日本ハムの新球場「エスコンフィールド北海道」。ファウルゾーンの一部が「規定違反」とされた(時事)

米国の「翻訳」のはずが、生まれた齟齬

 まず、そもそもの原因は日本の野球規則にある。日本の野球規則は、過去長い間米国の "Baseball Official Rules" を1年遅れで翻訳したものとして、これに独自の検討を加えるという運用をしてきた。

 例えば、米国のMLBには引き分けはないが、日本の場合は公的交通機関に終電があるので引き分けがあるなど、日本の事情により多少の独自性がある。コロナ禍対策も日米では違いがあった。

 けれども、その他の主要な部分に関しては、米国版の規則を忠実に翻訳して日本の規則としているはずであった。

 ところが、問題の箇所に関して、「米国版の "Rule 2.01 Layout of the Field"」では、“It is recommended that the distance from home base to the backstop, and from the base lines to the nearest fence, stand or other obstruction on foul territory shall be 60 feet or more.”と表現。

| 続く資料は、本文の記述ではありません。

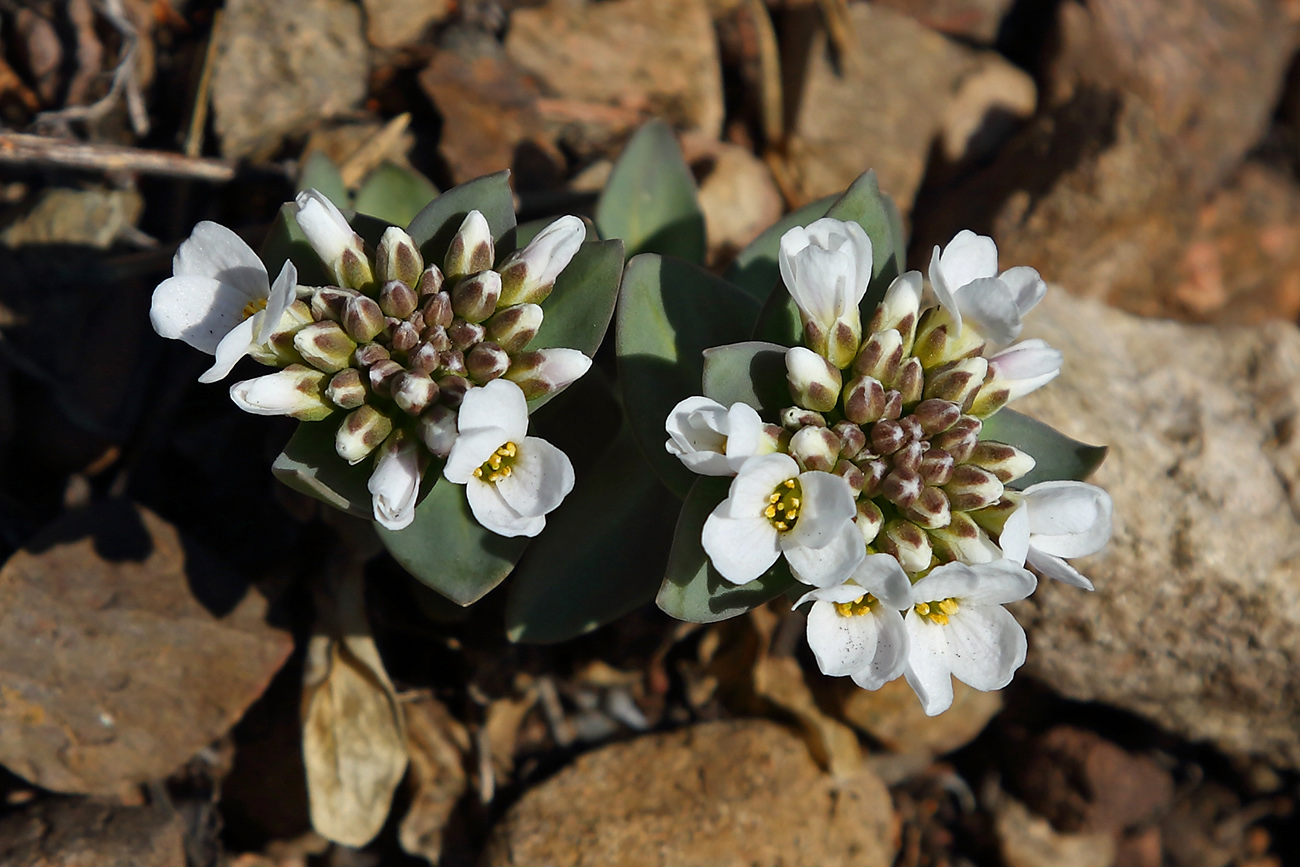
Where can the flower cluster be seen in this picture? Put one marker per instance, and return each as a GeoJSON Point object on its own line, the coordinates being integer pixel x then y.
{"type": "Point", "coordinates": [412, 360]}
{"type": "Point", "coordinates": [875, 485]}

 対して、「日本版の『2.01 競技場の設定』」では、「本塁からバックストップまでの距離、塁線からファウルグラウンドにあるフェンス、スタンドまたはプレイの妨げになる施設までの距離は、60フィート(18.288メートル)以上を必要とする。」という訳が採用されているようだ。

 つまり「リコメンド(推奨する)」という表現が「必要とする」という強制規定になっているのである。